Friday, June 25, 2010

Nicaragua in the CIA Spinbook

Cloak-and-dagger missions aside, the primary purpose of the Central Intelligence Agency is to provide other agencies of the U.S. government with reliable information about the rest of the world. Much of this information is not classified; for example it provides maps that are reliable and definitive, in terms of boundaries and names recognized by the United States. These maps are the basis of the Perry-Castañeda Library  Map Collection at the University of Texas. For these maps and for other kinds of geographic information, the CIA is a significant employer of geographers, which is a good thing!

The CIA World Factbook is also available to the public and is a reliable source of basic demographic data and very general information about the physical geography of countries. It has, in fact, come to serve as quite a popular online almanac for many researchers, and I consult it from time to time for my own projects. Research for my coffee and tea encyclopedia project drew me to Nicaragua entry yesterday and to this critical essay, which has been brewing in my mind for years.

Some time during the second Bush Administration, the Factbook began to serve a more insidious role, as many narrative sections were rewritten to reflect a certain view of history, much as Mr. Orwell had warned us. I first noticed this in the case of Cuba, where the "Background" section was rewritten to exclude everything that had happened prior to the Castro regime, and to describe the country in terms that would ring true only to Castro's most ardent opponents. As I searched other countries, I found that the narratives for any hard-left or even left-of-center governments had been re-written, all at about the same time. I began to caution my students against accepting the resource at face value, as its contents apparently undergo both technical and political reviews.
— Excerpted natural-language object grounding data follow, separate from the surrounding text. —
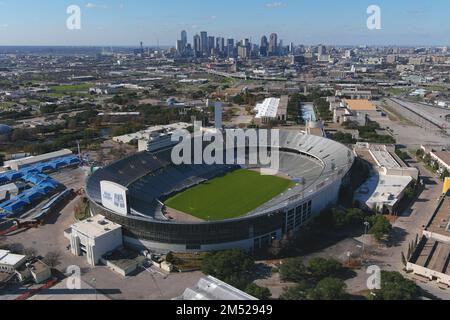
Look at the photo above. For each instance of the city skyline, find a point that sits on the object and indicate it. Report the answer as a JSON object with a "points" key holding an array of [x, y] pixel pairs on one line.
{"points": [[121, 23]]}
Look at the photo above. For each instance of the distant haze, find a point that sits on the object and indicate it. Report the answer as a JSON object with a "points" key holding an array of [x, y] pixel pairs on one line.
{"points": [[118, 22]]}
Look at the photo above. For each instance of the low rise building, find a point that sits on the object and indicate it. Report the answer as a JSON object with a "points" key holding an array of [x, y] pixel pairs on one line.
{"points": [[94, 238], [272, 109], [24, 162], [10, 262], [389, 180]]}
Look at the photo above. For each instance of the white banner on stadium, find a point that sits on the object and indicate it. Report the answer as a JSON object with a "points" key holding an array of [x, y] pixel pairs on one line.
{"points": [[114, 197]]}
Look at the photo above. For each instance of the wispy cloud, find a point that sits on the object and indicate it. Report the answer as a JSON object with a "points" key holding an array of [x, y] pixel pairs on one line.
{"points": [[276, 5], [91, 5]]}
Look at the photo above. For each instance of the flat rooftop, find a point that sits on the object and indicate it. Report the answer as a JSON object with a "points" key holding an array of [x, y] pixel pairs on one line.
{"points": [[210, 288], [11, 259], [95, 226], [360, 105], [382, 189], [268, 109], [383, 157], [123, 258]]}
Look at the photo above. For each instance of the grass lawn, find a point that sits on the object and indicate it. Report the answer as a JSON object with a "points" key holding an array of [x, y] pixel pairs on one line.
{"points": [[70, 88], [231, 196]]}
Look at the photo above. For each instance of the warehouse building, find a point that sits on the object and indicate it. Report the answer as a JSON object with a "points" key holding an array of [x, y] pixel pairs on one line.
{"points": [[272, 109], [21, 163], [431, 258]]}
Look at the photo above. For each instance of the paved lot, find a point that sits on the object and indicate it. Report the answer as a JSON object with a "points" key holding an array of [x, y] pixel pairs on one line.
{"points": [[410, 130]]}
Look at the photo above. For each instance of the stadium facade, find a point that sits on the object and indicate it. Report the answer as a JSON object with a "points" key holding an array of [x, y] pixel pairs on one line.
{"points": [[141, 182]]}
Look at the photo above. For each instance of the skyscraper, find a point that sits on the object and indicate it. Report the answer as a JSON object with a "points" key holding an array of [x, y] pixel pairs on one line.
{"points": [[184, 38], [230, 48], [197, 45], [220, 45], [273, 44], [204, 42], [211, 45], [263, 49]]}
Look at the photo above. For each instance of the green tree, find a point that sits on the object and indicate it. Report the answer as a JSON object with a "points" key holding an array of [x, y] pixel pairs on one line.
{"points": [[298, 292], [380, 226], [258, 292], [329, 289], [321, 268], [293, 270], [231, 266], [395, 287]]}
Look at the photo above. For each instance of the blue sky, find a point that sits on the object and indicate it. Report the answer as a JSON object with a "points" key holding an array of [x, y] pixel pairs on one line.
{"points": [[126, 22]]}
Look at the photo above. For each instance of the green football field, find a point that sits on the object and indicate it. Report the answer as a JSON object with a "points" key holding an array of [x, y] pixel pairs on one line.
{"points": [[231, 196]]}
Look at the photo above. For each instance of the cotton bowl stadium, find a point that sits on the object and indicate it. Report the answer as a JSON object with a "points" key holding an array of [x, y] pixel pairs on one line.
{"points": [[194, 208]]}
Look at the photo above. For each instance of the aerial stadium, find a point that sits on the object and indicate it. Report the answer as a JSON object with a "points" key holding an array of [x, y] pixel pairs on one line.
{"points": [[196, 208]]}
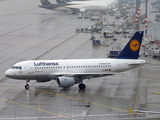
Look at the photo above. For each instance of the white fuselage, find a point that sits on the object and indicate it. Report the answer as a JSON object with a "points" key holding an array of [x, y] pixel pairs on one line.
{"points": [[51, 69]]}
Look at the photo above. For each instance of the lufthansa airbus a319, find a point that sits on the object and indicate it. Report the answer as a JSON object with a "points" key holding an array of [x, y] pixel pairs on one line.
{"points": [[73, 71]]}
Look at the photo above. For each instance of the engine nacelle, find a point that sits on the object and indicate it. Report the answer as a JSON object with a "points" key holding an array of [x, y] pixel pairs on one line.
{"points": [[65, 81], [82, 10], [43, 80]]}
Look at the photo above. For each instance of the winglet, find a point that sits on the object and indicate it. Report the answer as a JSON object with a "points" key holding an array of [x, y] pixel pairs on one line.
{"points": [[131, 50], [45, 2]]}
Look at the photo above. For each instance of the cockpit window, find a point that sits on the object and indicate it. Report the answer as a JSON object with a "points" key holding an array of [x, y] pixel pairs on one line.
{"points": [[17, 67]]}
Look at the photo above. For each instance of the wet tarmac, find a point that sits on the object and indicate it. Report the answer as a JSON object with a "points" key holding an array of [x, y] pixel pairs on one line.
{"points": [[29, 32]]}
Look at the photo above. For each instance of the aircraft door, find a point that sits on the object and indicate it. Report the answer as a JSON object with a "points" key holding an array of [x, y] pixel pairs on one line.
{"points": [[118, 66], [30, 68]]}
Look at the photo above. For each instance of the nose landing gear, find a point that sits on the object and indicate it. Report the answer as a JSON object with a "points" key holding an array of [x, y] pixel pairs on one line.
{"points": [[27, 84]]}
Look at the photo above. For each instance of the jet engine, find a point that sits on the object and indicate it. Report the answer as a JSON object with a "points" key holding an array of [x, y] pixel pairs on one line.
{"points": [[82, 10], [65, 81], [43, 80]]}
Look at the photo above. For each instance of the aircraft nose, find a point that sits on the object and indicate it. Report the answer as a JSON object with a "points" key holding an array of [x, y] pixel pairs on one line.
{"points": [[8, 73]]}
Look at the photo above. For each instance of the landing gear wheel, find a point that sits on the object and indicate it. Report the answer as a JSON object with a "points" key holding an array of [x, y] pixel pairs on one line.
{"points": [[27, 86], [82, 86]]}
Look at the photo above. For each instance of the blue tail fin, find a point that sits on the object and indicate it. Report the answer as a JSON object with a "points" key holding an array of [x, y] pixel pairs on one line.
{"points": [[131, 50]]}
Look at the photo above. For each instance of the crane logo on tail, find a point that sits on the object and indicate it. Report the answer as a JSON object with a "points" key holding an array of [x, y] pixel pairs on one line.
{"points": [[134, 45]]}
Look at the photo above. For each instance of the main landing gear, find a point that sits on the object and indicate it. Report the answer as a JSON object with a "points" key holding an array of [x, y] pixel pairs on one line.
{"points": [[27, 84], [82, 86]]}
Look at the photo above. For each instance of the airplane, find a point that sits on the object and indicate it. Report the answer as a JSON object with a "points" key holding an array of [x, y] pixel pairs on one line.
{"points": [[47, 5], [68, 72], [76, 7]]}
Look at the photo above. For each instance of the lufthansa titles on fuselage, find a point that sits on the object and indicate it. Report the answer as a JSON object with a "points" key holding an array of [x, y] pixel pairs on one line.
{"points": [[46, 63]]}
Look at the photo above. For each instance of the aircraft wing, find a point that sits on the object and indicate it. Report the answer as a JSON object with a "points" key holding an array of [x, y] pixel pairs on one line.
{"points": [[84, 75]]}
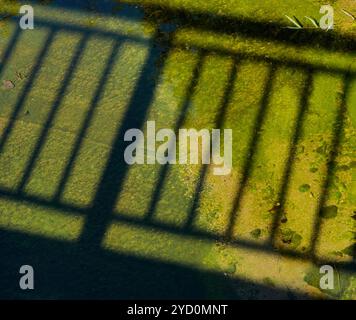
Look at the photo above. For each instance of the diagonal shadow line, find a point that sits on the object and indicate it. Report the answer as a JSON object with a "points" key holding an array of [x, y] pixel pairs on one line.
{"points": [[54, 110], [219, 124], [332, 162], [87, 120], [10, 48], [298, 133], [27, 88], [116, 169], [182, 116], [250, 156]]}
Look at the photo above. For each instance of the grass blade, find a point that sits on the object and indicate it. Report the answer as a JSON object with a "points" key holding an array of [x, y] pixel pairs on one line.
{"points": [[297, 24]]}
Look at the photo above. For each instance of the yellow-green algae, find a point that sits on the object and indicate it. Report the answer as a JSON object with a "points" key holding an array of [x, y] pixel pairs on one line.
{"points": [[256, 213]]}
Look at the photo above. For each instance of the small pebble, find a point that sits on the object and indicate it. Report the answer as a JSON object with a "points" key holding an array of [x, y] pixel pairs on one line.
{"points": [[8, 84]]}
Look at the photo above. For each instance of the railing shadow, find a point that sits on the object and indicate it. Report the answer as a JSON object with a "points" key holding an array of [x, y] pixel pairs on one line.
{"points": [[84, 269]]}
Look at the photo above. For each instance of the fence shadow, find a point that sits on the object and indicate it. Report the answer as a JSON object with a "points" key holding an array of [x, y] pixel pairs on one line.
{"points": [[84, 269]]}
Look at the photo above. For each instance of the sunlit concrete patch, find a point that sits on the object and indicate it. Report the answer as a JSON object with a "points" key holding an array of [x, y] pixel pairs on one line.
{"points": [[41, 221]]}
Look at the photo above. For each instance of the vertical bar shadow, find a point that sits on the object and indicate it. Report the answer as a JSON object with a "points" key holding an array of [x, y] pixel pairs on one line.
{"points": [[53, 112], [298, 132], [87, 120], [27, 88], [250, 156], [112, 180], [219, 124], [336, 145], [182, 116]]}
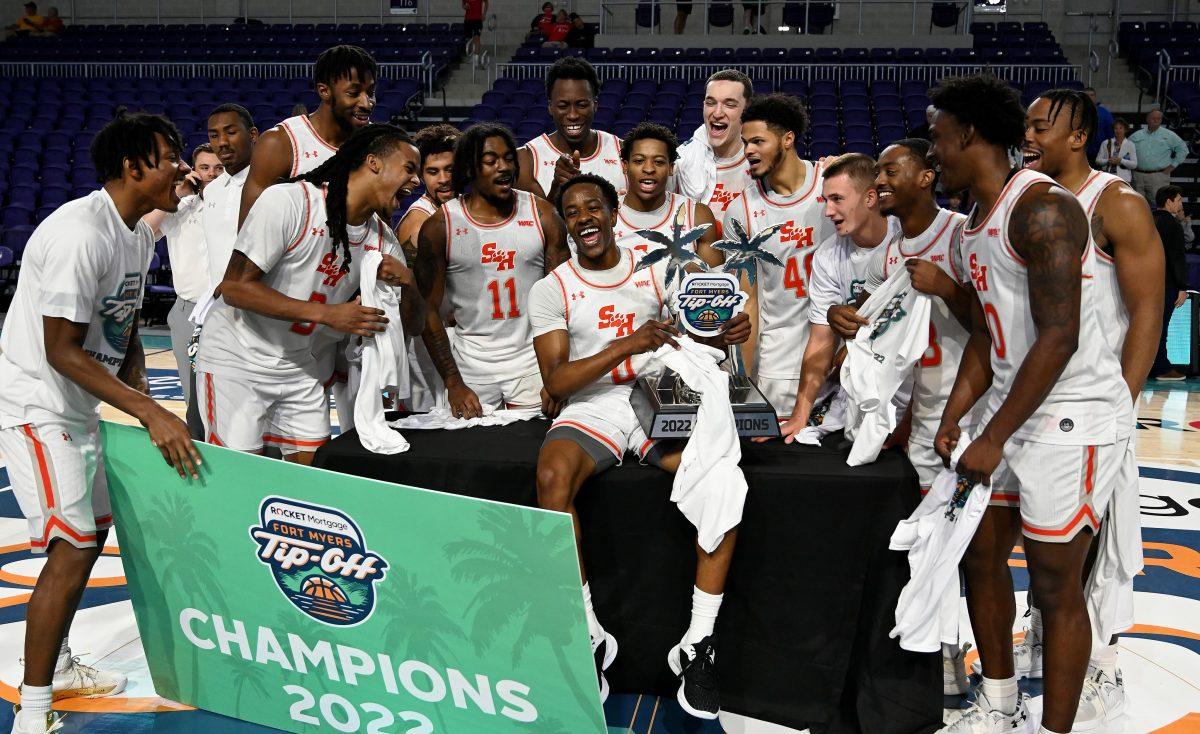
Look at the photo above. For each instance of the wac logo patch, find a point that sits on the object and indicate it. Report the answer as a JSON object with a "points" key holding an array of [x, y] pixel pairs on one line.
{"points": [[706, 301], [319, 560]]}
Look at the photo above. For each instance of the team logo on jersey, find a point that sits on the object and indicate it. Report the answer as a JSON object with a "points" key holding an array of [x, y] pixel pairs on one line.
{"points": [[610, 318], [319, 560], [503, 259], [706, 301], [117, 312]]}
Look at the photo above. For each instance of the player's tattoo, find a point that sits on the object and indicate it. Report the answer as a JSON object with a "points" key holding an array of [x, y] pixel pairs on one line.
{"points": [[1050, 232]]}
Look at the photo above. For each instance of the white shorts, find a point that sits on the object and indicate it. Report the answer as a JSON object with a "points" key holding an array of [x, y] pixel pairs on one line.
{"points": [[58, 476], [780, 392], [605, 426], [244, 415], [1061, 489], [520, 392]]}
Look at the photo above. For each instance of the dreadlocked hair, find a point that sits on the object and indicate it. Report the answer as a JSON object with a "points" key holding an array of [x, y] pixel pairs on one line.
{"points": [[1083, 110], [335, 173]]}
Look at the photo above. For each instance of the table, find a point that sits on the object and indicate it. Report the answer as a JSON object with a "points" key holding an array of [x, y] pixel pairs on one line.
{"points": [[803, 630]]}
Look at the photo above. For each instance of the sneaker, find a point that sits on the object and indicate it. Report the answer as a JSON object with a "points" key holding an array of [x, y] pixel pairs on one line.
{"points": [[604, 650], [954, 673], [81, 680], [696, 665], [1101, 703], [35, 725], [981, 719]]}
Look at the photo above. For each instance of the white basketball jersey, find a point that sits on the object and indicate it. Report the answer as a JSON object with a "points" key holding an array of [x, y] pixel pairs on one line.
{"points": [[605, 162], [630, 221], [490, 269], [598, 314], [1090, 403], [1110, 308], [732, 178], [939, 366], [309, 149], [784, 292]]}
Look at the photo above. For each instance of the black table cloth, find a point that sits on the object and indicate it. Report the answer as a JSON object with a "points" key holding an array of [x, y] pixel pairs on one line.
{"points": [[803, 630]]}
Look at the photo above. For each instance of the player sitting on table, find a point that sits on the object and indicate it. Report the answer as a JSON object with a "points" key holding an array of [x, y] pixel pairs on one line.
{"points": [[595, 323]]}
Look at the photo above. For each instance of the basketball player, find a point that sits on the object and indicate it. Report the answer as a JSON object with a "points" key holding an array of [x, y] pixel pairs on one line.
{"points": [[574, 148], [1057, 417], [839, 270], [647, 155], [713, 164], [483, 252], [436, 145], [71, 341], [785, 191], [346, 82], [292, 277], [1128, 277], [589, 349]]}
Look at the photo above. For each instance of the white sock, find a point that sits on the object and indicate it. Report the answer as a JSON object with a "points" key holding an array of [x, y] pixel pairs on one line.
{"points": [[1001, 693], [64, 657], [703, 615], [594, 630], [1107, 660], [35, 701]]}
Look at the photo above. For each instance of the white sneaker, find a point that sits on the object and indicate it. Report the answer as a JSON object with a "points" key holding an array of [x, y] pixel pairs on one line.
{"points": [[1026, 657], [1101, 703], [982, 719], [24, 723], [81, 680], [954, 673]]}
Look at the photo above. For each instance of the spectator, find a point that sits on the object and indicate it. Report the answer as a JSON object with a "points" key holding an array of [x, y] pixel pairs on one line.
{"points": [[29, 23], [580, 36], [1159, 151], [1117, 155], [1168, 211], [557, 35], [1104, 122]]}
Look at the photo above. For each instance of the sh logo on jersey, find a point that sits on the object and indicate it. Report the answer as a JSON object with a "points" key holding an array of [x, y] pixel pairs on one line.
{"points": [[319, 560], [707, 301], [118, 312], [503, 259]]}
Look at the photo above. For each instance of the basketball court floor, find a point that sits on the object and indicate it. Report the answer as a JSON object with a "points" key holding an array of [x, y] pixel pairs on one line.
{"points": [[1159, 657]]}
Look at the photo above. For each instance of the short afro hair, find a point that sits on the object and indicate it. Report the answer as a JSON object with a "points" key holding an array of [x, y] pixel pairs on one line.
{"points": [[606, 188], [784, 113], [571, 67], [987, 103], [645, 131]]}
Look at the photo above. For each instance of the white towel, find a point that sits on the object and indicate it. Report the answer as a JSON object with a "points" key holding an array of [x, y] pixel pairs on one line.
{"points": [[709, 487], [384, 362], [441, 419], [880, 360], [936, 535]]}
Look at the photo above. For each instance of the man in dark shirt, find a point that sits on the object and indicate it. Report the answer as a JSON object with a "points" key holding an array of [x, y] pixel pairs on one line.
{"points": [[1169, 203]]}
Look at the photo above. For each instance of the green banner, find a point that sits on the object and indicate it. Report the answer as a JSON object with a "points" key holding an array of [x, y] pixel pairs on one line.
{"points": [[312, 601]]}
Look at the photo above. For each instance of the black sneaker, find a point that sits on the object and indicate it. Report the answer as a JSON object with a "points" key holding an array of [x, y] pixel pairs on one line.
{"points": [[604, 650], [696, 665]]}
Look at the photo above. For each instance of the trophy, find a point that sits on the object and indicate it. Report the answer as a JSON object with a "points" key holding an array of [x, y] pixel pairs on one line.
{"points": [[665, 405]]}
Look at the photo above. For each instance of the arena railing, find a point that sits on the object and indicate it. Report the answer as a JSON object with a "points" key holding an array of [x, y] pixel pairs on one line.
{"points": [[1017, 73], [423, 71]]}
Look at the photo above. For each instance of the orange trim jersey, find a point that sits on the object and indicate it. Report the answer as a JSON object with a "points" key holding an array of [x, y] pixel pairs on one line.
{"points": [[490, 269], [1090, 402]]}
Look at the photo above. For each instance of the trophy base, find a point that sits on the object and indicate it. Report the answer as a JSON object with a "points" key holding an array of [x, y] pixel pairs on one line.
{"points": [[663, 415]]}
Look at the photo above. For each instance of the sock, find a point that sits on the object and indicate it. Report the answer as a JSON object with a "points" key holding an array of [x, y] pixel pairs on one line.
{"points": [[1001, 693], [64, 657], [1107, 660], [594, 630], [703, 615], [35, 701]]}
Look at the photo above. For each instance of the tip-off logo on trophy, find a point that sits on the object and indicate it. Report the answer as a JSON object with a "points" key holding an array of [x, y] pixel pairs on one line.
{"points": [[703, 302]]}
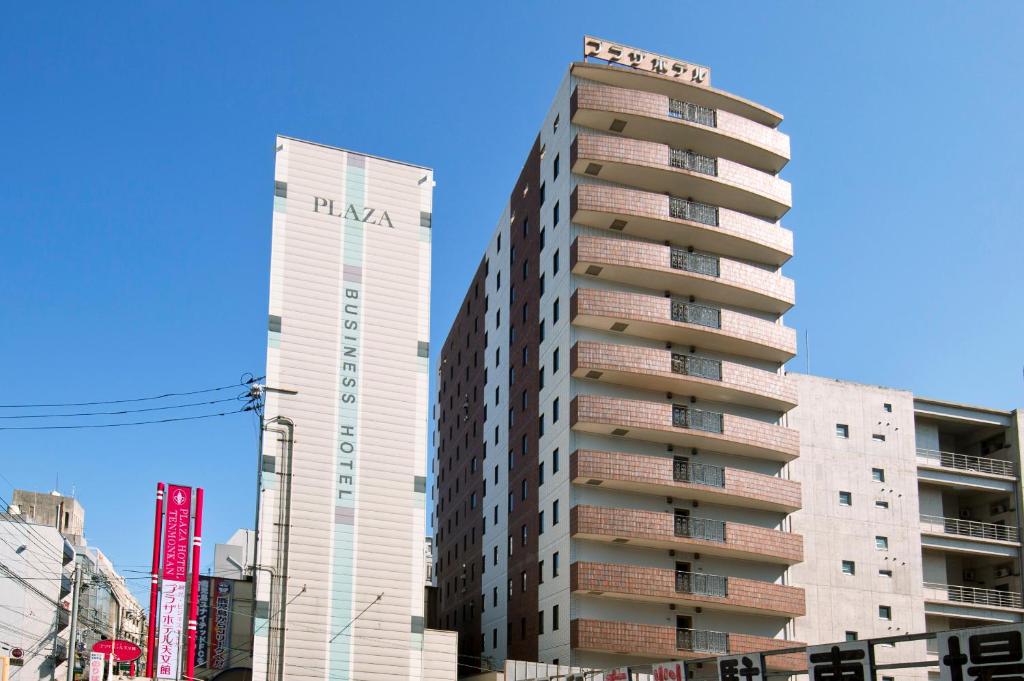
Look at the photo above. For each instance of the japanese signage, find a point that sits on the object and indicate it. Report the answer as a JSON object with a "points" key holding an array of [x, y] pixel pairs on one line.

Since the Bush Administration left office, civilian government workers have been re-empowered to do more of their own writing, and the Factbook has become more balanced. The Cuba entry continues to reflect a distinct point of view, but not as ardently as it once did. While the political slant may have softened, however, economic orthodoxy continues to prevail, as illustrated by this passage about the economy of Nicaragua:
Nicaragua, the poorest country in Central America, has widespread underemployment and poverty. GDP fell by almost 3% in 2009, due to decreased export demand in the US and Central American markets, lower commodity prices for key agricultural exports, and low remittance growth - remittances are equivalent to almost 15% of GDP. The US-Central America Free Trade Agreement (CAFTA) has been in effect since April 2006 and has expanded export opportunities for many agricultural and manufactured goods. 
The segments I have highlighted in blue describe negative economic outcomes that I would ascribe to unbalanced "free" trade agreements. The segments highlighted in red represent orthodox interpretations that are not borne out by the facts presented. The claim of "expanded export opportunities" is directly contradicted by the earlier statement of "decreased export demand," which in turn is a risk created by more open trade policies.

The blaming of the victim continues:
Textiles and apparel account for nearly 60% of Nicaragua's exports, but increases in the minimum wage during the ORTEGA administration will likely erode its comparative advantage in this industry. 
As the blue text indicates, free-trade agreements have pushed many Nicaraguans into low-wage textile work (Victoria's Secret has an unmarked, 200,000-square-foot sweatshop near the capital). This is followed by a very confusing statement about international aid, which hints at a double standard regarding the standards to be met by recipients of that aid.
Nicaragua relies on international economic assistance to meet internal- and external-debt financing obligations. Foreign donors have curtailed this funding, however, in response to November 2008 electoral fraud. In early 2004, Nicaragua secured some $4.5 billion in foreign debt reduction under the Heavily Indebted Poor Countries (HIPC) initiative, and in October 2007, the IMF approved a new poverty reduction and growth facility (PRGF) program.